What: Shares of Avon Products (NYSE:AVP) are up 21% on Feb. 12 at 12:30 p.m. ET, just one day after falling 23% on the day of its fourth-quarter earnings release. Even though it has recovered most of those losses, Avon Products' stock has been in a steady free-fall for years:
So what: The decline in shares on Thursday was precipitated by another quarter of declining sales, with Avon reporting that revenue fell 20% to $1.6 billion in the fourth quarter. The company also announced operating profit fell as well, to $63 million, and operating margin percent fell more than half, to 3.9%.
For the full year, sales fell by 19%, operating margin of 2.7%, and reported a net loss of $1.1 billion.
Foreign currency exchange is playing a major role in the company's top-line results. In its earnings release, the company said that in constant currency, and excluding a recent divestiture, net sales were actually up 3%. Furthermore, the company entered into an agreement in December to sell 80.1% of its North America business, and reported those revenue and expense items in its "discontinued operations" line.

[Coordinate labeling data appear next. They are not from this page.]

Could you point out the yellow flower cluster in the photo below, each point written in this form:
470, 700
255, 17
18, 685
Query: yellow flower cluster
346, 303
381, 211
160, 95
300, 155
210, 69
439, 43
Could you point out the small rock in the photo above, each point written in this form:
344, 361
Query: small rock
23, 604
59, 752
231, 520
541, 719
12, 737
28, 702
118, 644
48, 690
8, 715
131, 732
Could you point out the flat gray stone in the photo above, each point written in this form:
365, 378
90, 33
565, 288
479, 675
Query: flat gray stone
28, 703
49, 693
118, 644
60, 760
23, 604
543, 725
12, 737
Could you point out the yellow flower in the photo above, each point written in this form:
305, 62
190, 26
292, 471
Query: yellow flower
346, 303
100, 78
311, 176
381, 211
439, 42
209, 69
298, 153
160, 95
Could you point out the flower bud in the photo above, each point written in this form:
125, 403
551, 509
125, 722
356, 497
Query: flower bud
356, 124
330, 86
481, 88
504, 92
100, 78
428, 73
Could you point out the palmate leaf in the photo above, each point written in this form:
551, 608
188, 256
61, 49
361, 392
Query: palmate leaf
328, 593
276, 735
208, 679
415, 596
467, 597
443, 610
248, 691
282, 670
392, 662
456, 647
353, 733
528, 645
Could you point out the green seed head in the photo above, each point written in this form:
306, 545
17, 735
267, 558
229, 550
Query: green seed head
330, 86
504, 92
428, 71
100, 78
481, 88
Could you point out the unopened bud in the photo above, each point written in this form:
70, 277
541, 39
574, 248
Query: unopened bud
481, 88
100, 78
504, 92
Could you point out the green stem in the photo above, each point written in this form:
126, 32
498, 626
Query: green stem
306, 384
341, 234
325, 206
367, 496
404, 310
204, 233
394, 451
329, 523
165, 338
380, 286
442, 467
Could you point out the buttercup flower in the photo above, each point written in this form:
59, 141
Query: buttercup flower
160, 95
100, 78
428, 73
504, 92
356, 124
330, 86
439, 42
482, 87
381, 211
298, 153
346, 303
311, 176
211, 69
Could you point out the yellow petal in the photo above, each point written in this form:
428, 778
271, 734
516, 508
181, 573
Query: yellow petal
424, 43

In other words, currency exchange will continue to play a big role in the company's results going forward.
Now what: The move to divest the North America business probably makes sense, as it will allow management to focus on expansion in developing markets, but it's not very clear that the company's success in building its brand for many years in the U.S. will work the same way internationally.
The bottom line is, Avon's historically successful model of individual salespeople going door to door, and selling cosmetics and home goods to friends, neighbors, and family, has struggled in recent years. Yes, the company is investing in technology in an attempt to modernize its approach, but the reality is, it's unclear if there is enough brand power behind the Avon name to let its social media and other tech-focused selling efforts pay off.
Avon may look like a bargain stock today, even after the bounce-back in its share price, but the reality is, it has been a business in decline for years:
There's a chance that management's efforts at a turnaround could pay off, but there are a lot of companies with strong growth prospects on sale right now. Better to invest there than count on a turnaround that may not materialize.